Department of Neurology, Shaanxi Provincial People's Hospital, No. 256 West Friendship Rd, Xi'an, China, 710068.
Department of Neurology, Shaanxi Provincial People's Hospital, No. 256 West Friendship Rd, Xi'an, China, 710068.
J Stroke Cerebrovasc Dis. 2021 Feb;30(2):105489. doi: 10.1016/j.jstrokecerebrovasdis.2020.105489. Epub 2020 Dec 1.
Ischemic stroke is clearly affected by microRNAs (miRNAs) due to dysfunction of their regulatory networks. Our clinical data confirmed decreased miR-221 levels in plasma collected from patients with acute ischemia compared with plasma from healthy controls. Therefore, we further aimed to demonstrate the regulatory mechanisms by which miR-221 exerts its neuroprotective effects in acute ischemic brain injury.
Middle cerebral artery occlusion (MCAO) was used to establish focal cerebral ischemia in adult male C57BL/6 mice. A miR-221 mimic or a negative mimic control was injected by intracerebroventricular administration 24 h prior to MCAO. After 48 h, cerebral infarction volume and neurological scores were calculated, and to determine the extent of neuroprotection by miR-221, neurobehavioral tests were performed. Quantitative real-time PCR, ELISA, and flow cytometry were also performed to identify the expression of inflammation-related cytokines and chemokines as well as infiltration/activation of various immune cells in the brain.
The results showed that MCAO mice treated with a miR-221 mimic exhibited significantly decreased cerebral infarction volume and increased amelioration of behavioral deficits. Moreover, the expression of proinflammatory cytokines (TNF-α, MCP-1, VCAM-1, and IL-6) and chemokines (CCL2 and CCL3) was significantly decreased in the miR-221 mimic-treated group. In addition, the flow cytometry data showed that macrophage infiltration and microglial activation were blocked by miR-221 treatment.

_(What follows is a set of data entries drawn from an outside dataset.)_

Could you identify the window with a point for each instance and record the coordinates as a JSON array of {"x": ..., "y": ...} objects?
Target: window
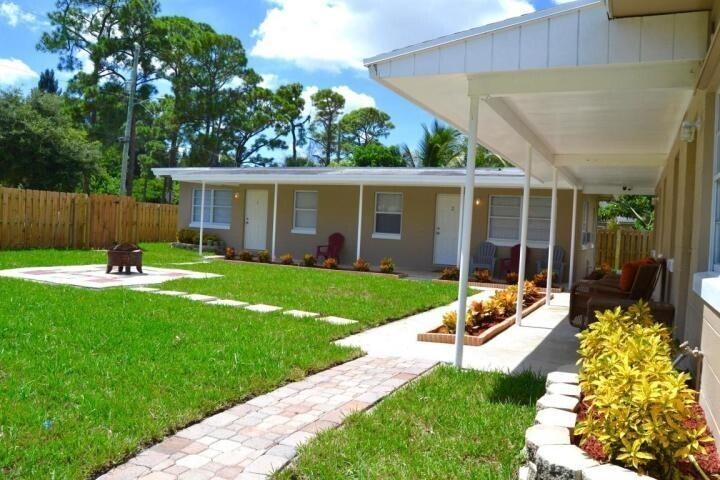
[
  {"x": 218, "y": 208},
  {"x": 388, "y": 215},
  {"x": 305, "y": 214},
  {"x": 504, "y": 223}
]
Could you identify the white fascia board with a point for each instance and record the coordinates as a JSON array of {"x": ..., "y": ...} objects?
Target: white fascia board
[{"x": 483, "y": 30}]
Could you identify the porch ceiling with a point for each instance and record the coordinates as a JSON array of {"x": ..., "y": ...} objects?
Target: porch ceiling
[{"x": 600, "y": 100}]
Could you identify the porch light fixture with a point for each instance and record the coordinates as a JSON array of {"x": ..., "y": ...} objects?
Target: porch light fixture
[{"x": 688, "y": 130}]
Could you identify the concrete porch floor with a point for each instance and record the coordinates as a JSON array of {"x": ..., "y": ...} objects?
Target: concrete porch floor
[{"x": 545, "y": 342}]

our results indicate that miR-221 could decrease brain damage in the setting of acute ischemic stroke by inhibiting the proinflammatory response, which furthered our understanding of the molecular basis of miR-221 and provided a new potential therapeutic target for the treatment of ischemic stroke .
由于其调控网络的功能障碍,缺血性中风明显受到 microRNAs(miRNAs)的影响。我们的临床数据证实,与健康对照组的血浆相比,急性缺血患者血浆中的 miR-221 水平降低。因此,我们进一步旨在证明 miR-221 在急性缺血性脑损伤中发挥其神经保护作用的调节机制。
使用大脑中动脉闭塞(MCAO)在成年雄性 C57BL/6 小鼠中建立局灶性脑缺血。在 MCAO 前 24 小时通过脑室内注射 miR-221 模拟物或阴性模拟物对照物。48 小时后,计算脑梗死体积和神经评分,并通过神经行为测试确定 miR-221 的神经保护程度。还进行了定量实时 PCR、ELISA 和流式细胞术,以鉴定炎症相关细胞因子和趋化因子的表达以及各种免疫细胞在大脑中的浸润/激活。
结果表明,用 miR-221 模拟物处理的 MCAO 小鼠表现出明显减小的脑梗死体积和改善的行为缺陷。此外,在 miR-221 模拟物处理组中,促炎细胞因子(TNF-α、MCP-1、VCAM-1 和 IL-6)和趋化因子(CCL2 和 CCL3)的表达显著降低。此外,流式细胞术数据表明,miR-221 处理可阻断巨噬细胞浸润和小胶质细胞激活。
我们的结果表明,miR-221 可通过抑制促炎反应减少急性缺血性中风中的脑损伤,进一步了解了 miR-221 的分子基础,并为缺血性中风的治疗提供了新的潜在治疗靶点。